The Tracks Suffered “Catastrophic Failure” – Repair Had Been Cancelled
Union representatives are blaming a failure of a girder under the transfer car as the reason for the accident. Furthermore, the Union is reporting that the support girder under the tracks shows evidence of a “catastrophic failure,” and that repair work was scheduled – but had been cancelled. Which means that U.S. Steel Gary Works knew that the track was dangerous and let workmen access it anyway.
Investigations Begin into U.S. Steel Workplace
U.S. Steel reports that the company is investigating the accident. (Read that as their defense attorneys are on the job.) A complaint has also been filed with the Indiana Occupational Safety and Health Administration (OSHA), which will conduct its own independent inquiry into what happened on that track last Wednesday.

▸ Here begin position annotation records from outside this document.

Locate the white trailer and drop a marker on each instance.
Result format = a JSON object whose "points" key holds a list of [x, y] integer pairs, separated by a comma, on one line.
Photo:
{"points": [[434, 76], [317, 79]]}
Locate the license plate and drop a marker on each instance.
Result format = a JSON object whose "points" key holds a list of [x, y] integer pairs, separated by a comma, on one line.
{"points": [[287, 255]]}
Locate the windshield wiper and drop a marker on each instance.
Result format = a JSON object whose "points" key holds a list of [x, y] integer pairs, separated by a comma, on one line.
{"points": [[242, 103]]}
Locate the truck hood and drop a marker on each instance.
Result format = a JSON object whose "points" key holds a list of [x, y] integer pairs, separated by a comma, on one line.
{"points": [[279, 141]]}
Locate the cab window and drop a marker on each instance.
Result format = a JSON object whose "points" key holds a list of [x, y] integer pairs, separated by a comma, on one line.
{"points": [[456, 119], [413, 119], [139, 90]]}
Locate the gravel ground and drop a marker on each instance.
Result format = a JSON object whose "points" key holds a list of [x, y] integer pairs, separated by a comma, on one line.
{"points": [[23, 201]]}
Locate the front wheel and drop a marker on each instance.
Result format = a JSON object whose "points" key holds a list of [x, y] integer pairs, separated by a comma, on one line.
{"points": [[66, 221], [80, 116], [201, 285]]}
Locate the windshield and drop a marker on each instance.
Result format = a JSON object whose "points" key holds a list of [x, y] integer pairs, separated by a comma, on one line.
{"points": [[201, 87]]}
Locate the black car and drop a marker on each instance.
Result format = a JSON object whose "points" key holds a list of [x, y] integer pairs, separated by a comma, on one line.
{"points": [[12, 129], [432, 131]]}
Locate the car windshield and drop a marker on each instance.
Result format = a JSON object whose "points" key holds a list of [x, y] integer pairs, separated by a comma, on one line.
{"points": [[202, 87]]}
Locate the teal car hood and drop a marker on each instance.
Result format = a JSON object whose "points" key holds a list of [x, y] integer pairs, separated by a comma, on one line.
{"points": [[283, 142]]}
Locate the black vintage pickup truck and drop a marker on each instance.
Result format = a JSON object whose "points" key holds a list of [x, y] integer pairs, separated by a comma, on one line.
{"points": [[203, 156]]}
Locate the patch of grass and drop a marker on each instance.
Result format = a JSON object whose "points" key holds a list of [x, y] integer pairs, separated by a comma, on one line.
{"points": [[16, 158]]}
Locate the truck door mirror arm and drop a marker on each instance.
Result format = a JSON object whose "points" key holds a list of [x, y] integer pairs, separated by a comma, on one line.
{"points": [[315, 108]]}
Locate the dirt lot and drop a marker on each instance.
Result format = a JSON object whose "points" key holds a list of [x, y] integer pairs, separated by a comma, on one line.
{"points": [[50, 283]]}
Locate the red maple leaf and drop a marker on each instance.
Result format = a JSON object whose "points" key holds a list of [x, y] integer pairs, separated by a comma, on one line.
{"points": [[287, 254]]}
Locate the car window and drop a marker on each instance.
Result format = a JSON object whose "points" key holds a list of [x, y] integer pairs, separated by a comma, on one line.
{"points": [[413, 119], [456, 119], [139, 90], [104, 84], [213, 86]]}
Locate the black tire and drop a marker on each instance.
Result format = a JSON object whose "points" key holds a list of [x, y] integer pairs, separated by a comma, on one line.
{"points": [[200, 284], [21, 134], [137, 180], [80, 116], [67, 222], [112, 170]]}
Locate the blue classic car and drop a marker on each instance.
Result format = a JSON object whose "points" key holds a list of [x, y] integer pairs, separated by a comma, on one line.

How Safe Are the Steel Mills Today? The Statistics Aren’t to be Trusted
If you read the statistics, industrial workers overall are purportedly working in a much safer environment – rates of injury have been cut almost in half (46%) over the past ten years.
However, in March 2010, Business Week published an expose of those numbers, reporting that the Department of Labor is suspicious of the numbers that have been reported by employers. The GAO has found that employers underreport injuries to keep insurance premiums down. A Johns Hopkins professor and noted scholar in occupational injury doesn’t believe that the numbers are correct – this big of a decrease just isn’t realistic in her opinion.
At least one steel company has come back fighting: AK Steel had its rebuttal to the Business Week article published in the national magazine, refuting any subterfuge on its part and denying fudging of numbers to keep costs down.
Statistics versus Reality
Meanwhile, here is one concrete example of a steel worker who has been seriously injured in a work environment that is notoriously dangerous. And from the information that was provided by the Union to the media, it was an accident that would not have happened if the repairs had taken place.
Repairs cost money. Insurance premiums cost money. Money chosen over safety: who is going to explain that reality to the U.S. Steel Gary Works’ injured worker and his loved ones?